Once upon a honeymoon I went to Napa. I was never much of a wine drinker, but at 29, I started to step out of the box, and try the good stuff. (Or at least the better stuff.) Andy and I considered it our thing, since neither of us had really learned to appreciate it in our previous marriages.
We started with a Coppola Merlot, and at the time I thought it was wonderful. (Now, it’s an instant headache and I can barely look at the bottle without having a flashback to a bad hangover, or two.) Then we began to explore others and became regulars at Mt. Carmel Wine and Spirits. There was an Italian wine we loved, I cannot remember the name now but I’m sure he will, and we bought a case of it. When the vintage was sold out, I was devastated.
For our honeymoon we went to Napa. We stayed at a B and B called The Pink Mansion. I can close my eyes and instantly recall everything about it. It was the best trip ever. Champagne at breakfast, wine tasting by 10, nap at 3, and then fabulous dinners to follow. Only in Napa is it okay to have a slight buzz by 11 a.m…
We went to a small winery, Vincent Arroyo, and there we purchased a case to be shipped back home. After that our rule was buy one everyday wine at the vineyards we liked, and one special vintage bottle. By the time we were going home we had 48 bottles to ship back and it became apparent I would need a fabulous wine rack to hold them all in.

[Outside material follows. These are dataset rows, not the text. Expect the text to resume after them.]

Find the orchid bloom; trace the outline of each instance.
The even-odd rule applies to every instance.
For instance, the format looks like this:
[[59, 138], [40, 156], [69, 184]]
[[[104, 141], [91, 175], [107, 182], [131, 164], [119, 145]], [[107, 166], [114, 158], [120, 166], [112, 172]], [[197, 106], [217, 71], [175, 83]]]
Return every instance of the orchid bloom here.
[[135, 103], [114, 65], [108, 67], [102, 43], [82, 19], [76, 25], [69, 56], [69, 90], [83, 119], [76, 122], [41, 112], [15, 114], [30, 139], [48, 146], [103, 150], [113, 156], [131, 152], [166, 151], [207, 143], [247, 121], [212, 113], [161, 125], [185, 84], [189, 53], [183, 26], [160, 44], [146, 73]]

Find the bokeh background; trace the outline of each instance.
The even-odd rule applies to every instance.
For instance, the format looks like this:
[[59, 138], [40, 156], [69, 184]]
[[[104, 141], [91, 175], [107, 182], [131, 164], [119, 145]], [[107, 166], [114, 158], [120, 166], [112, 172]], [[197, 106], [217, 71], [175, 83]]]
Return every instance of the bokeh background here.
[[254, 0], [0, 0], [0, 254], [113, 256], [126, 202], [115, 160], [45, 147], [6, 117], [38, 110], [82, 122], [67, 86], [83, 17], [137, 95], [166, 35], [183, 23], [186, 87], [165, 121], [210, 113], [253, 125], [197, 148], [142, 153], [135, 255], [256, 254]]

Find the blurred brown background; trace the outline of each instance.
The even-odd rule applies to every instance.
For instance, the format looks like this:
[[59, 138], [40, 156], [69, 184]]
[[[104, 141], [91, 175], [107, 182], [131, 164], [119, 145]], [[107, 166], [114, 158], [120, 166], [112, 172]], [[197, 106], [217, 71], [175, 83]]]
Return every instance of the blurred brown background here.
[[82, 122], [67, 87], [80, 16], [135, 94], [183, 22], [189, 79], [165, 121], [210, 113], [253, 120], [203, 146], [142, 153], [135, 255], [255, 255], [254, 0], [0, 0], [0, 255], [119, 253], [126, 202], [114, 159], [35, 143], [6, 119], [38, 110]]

Our favorite day was when we ventured over to Healdsburg and the Alexander Valley. Napa is basically two main roads, I think, and some smaller roads in between. There are big names and fancy wineries that put on their shows. (Most of their stuff is tolerable, the special bottles worth trying.) Healdsburg was much more quaint. We would see a sign for a no name winery and drive along a curvy road to be greeted by friendly vineyard owners and fabulous wines. Then we stumbled upon Dry Creek,
I remember the sampling bar, the smell of the first pour. It was love at first taste. We tried several varietals and loved them all with the exception of the Chardonnay. (Not a chard fan at all.) We purchased a bunch and joined their wine club. Two new bottles would arrive every two months or so and we loved them all. We saved many of them for special occasions, Thanksgiving or Christmas. Eventually we cancelled the membership, diapers for twins were expensive, and Dry Creek became a fond memory. In Connecticut very few stores carried any of their wines, and if they did, they were the lower end bottles.
Well, now it’s just me, many miles away from Connecticut but closer to Napa. Recently I started to notice that many of the liquor stores carry a wide variety of Dry Creek wines. The other night I splurged and bought one I would no longer consider an everyday wine, and immediately it invoked the memories of that trip, the tastes, smells and the scenery came flooding back. I snapped a picture and sent it to Andy to make him jealous, and he was. Next time I go back home I will bring him a bottle or two.
I like wine. It is better when shared with someone else. I’m a slow sipper, one glass a night, perhaps two…more if my mother is egging me on. If you’ve never been to Napa, I say skip it and stay in Sonoma or Healdsburg and just do Napa for a day. Don’t order a case from Vincent Arroyo. None of the bottles that were shipped were drinkable, but they looked fabulous on the sixty bottle wine rack I ordered from California to house my new passion.